The tourists wander away: the couples to restaurants, singles – to adults' entertainment places mostly. The guy in the wheelchair together with the grey-haired lady and the black guy rolls away towards the book center. The guide gets the cigar of a considerable size, definitely not the cheapest one, drawn better than his face, bites off its end and lights it, then moves towards me.



Will it be always like this now?

Is this a kind of victory over the Deep that I wanted?

No.

I'd rather be deceived further, seeing the city and the people instead of the mixture of kid's drawing and the primitive cartoon. I'm not a judge for this world, and neither am I an indifferent watcher from aside. I'm a part of the Deep, flesh of Deeptown's flesh…

I hide my face in my hands, looking into the darkness, I don't know whom I should ask, the Deep or myself, but I ask anyway.

Be myself, Abyss…

– Have a cigar, fellow, – says the guide friendly. He smiles, opening a cigar case for me. The collar of the red overalls is unbuttoned, the pen cap and the notebook stick out from the pocket. I can bet they weren't there before. His face is open, kind and attractive, just as it must be for a guy who shows the Deep to inexperienced newbies.

– Thanks, I don't smoke…

Everything is normal, just as before. Even better.

I'm yours, Abyss, I can be the real human in the real Deeptown or the real one in cartoony city. Maybe I even can be the drawing walking among real inhabitants.

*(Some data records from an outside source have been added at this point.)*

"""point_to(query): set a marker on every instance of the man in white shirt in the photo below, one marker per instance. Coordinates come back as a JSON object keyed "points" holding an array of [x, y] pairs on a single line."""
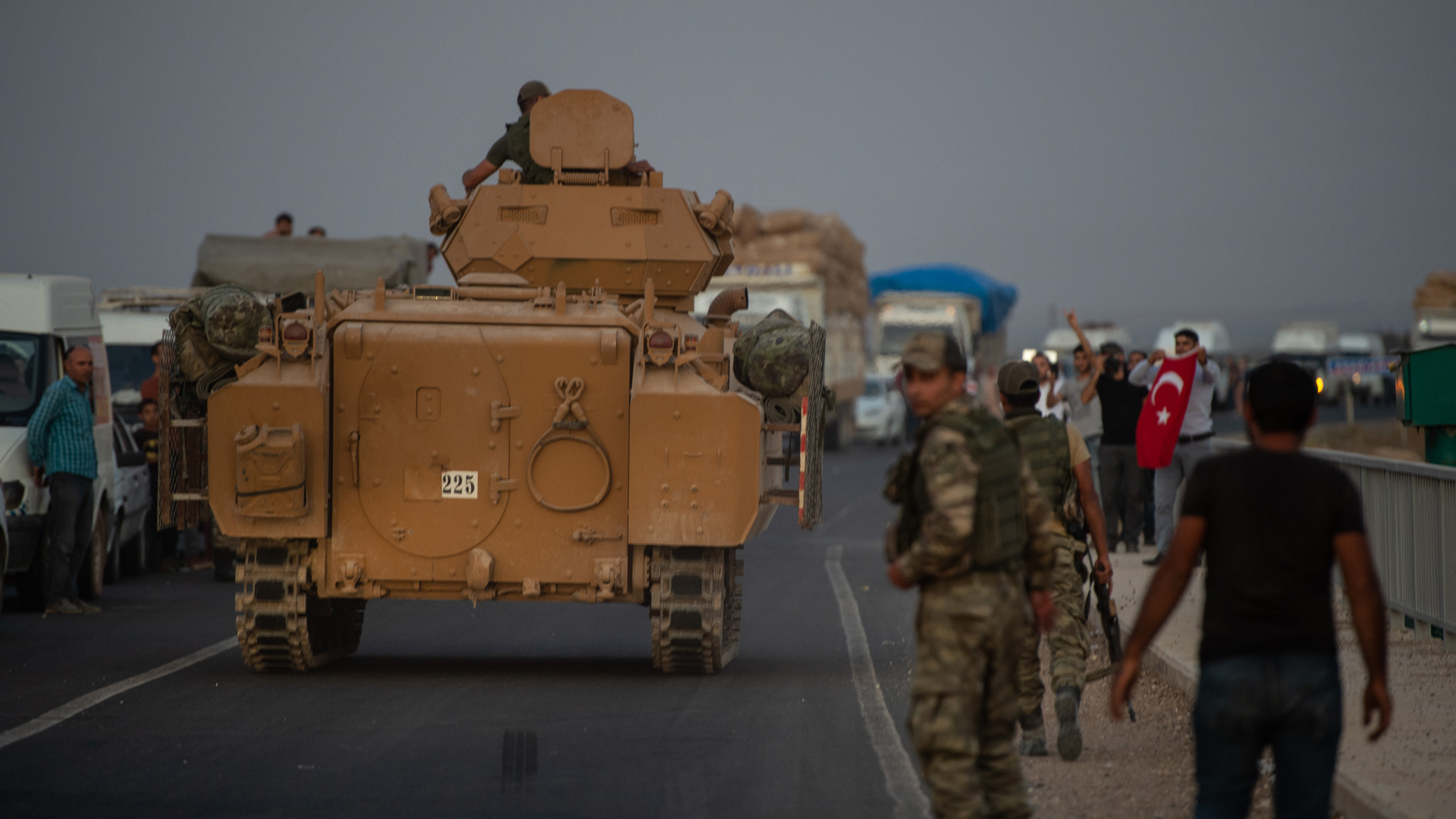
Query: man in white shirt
{"points": [[1050, 384], [1078, 398], [1193, 438]]}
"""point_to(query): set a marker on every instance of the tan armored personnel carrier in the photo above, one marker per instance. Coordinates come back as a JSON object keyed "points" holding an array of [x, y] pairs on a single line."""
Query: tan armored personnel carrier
{"points": [[555, 426]]}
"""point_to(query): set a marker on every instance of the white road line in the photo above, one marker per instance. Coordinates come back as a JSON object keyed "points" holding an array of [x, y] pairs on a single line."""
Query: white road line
{"points": [[902, 779], [57, 716]]}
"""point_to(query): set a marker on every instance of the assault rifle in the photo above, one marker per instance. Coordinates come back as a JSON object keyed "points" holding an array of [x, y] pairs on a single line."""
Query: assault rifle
{"points": [[1107, 608]]}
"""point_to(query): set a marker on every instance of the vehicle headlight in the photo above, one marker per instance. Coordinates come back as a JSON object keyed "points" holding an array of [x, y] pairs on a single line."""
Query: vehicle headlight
{"points": [[14, 494]]}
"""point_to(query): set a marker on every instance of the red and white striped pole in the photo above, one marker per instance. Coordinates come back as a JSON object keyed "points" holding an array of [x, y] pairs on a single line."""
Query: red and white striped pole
{"points": [[804, 449]]}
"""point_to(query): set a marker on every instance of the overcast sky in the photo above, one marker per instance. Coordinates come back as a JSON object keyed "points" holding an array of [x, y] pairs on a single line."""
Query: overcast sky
{"points": [[1144, 162]]}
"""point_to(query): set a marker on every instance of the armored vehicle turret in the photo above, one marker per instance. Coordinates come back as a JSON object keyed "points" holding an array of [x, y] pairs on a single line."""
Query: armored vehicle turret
{"points": [[554, 426]]}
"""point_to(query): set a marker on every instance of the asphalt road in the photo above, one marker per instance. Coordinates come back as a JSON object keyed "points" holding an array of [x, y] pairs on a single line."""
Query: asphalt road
{"points": [[520, 708], [440, 708]]}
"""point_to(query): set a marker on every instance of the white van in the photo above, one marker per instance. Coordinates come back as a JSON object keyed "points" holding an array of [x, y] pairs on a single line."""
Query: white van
{"points": [[131, 322], [39, 318]]}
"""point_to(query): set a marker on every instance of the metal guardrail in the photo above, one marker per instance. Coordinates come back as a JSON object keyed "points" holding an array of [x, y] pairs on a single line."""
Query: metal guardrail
{"points": [[1410, 512]]}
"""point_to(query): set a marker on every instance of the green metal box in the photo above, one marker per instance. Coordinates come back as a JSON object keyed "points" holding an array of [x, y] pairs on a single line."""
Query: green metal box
{"points": [[1426, 388]]}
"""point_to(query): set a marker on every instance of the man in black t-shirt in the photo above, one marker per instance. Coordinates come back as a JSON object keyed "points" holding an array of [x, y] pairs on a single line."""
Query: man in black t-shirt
{"points": [[1120, 475], [1273, 523]]}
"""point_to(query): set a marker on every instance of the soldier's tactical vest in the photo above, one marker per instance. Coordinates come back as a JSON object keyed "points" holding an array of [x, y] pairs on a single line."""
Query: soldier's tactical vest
{"points": [[519, 148], [998, 539], [1044, 447]]}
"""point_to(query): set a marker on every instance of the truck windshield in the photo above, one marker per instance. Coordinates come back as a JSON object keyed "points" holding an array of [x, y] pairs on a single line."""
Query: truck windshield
{"points": [[128, 366], [893, 337], [24, 375]]}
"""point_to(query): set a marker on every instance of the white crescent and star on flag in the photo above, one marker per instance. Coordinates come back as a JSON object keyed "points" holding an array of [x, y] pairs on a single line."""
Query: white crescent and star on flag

Thanks, dear Dima Dibenko. You wanted to throw me out of the game or maybe even to kill me, but something have gone wrong. I even can guess what exactly. Unfortunate have helped me after all, he gave me part of the strength that he has. So my sincere thanks go to him.

– Ah well, as you wish, – the guide doesn't feel hurt by my rejection and hides the cigar case into his pocket. – You're an old timer here, right?

– Right, – I confess.

– I'm Kirk, – the man introduces himself, – Don't I really look like him?

He probably means some play's or folklore character? I never was inquisitive about the simple American mass-culture.

– Not really, – I answer randomly.

– And this is right! – Kirk supports me, – The resemblance must be in your heart!

He releases a jet of smoke into the sky and skillfully rolls the cigar from one corner of his mouth to another.

– I'm from Seattle, – he decides to go on with the talk even if I didn't introduce myself in return.

– And I'm from St. Petersburg.

Kirk taps my shoulder cheerfully:

– Yeah! I know, been there!

I'm pleasantly surprised but his next words disappoint me:

– Nice town, – shares Kirk his impressions, – I had a girlfriend once… such a severe girl! And you know, it so happened, the carburetor went down right when we were passing St. Petersburg one evening. So we had to stop for a night.

He winks to me slyly.

It'd be great to visit Tom Sawyer's native town, but now this self-importance pisses me off.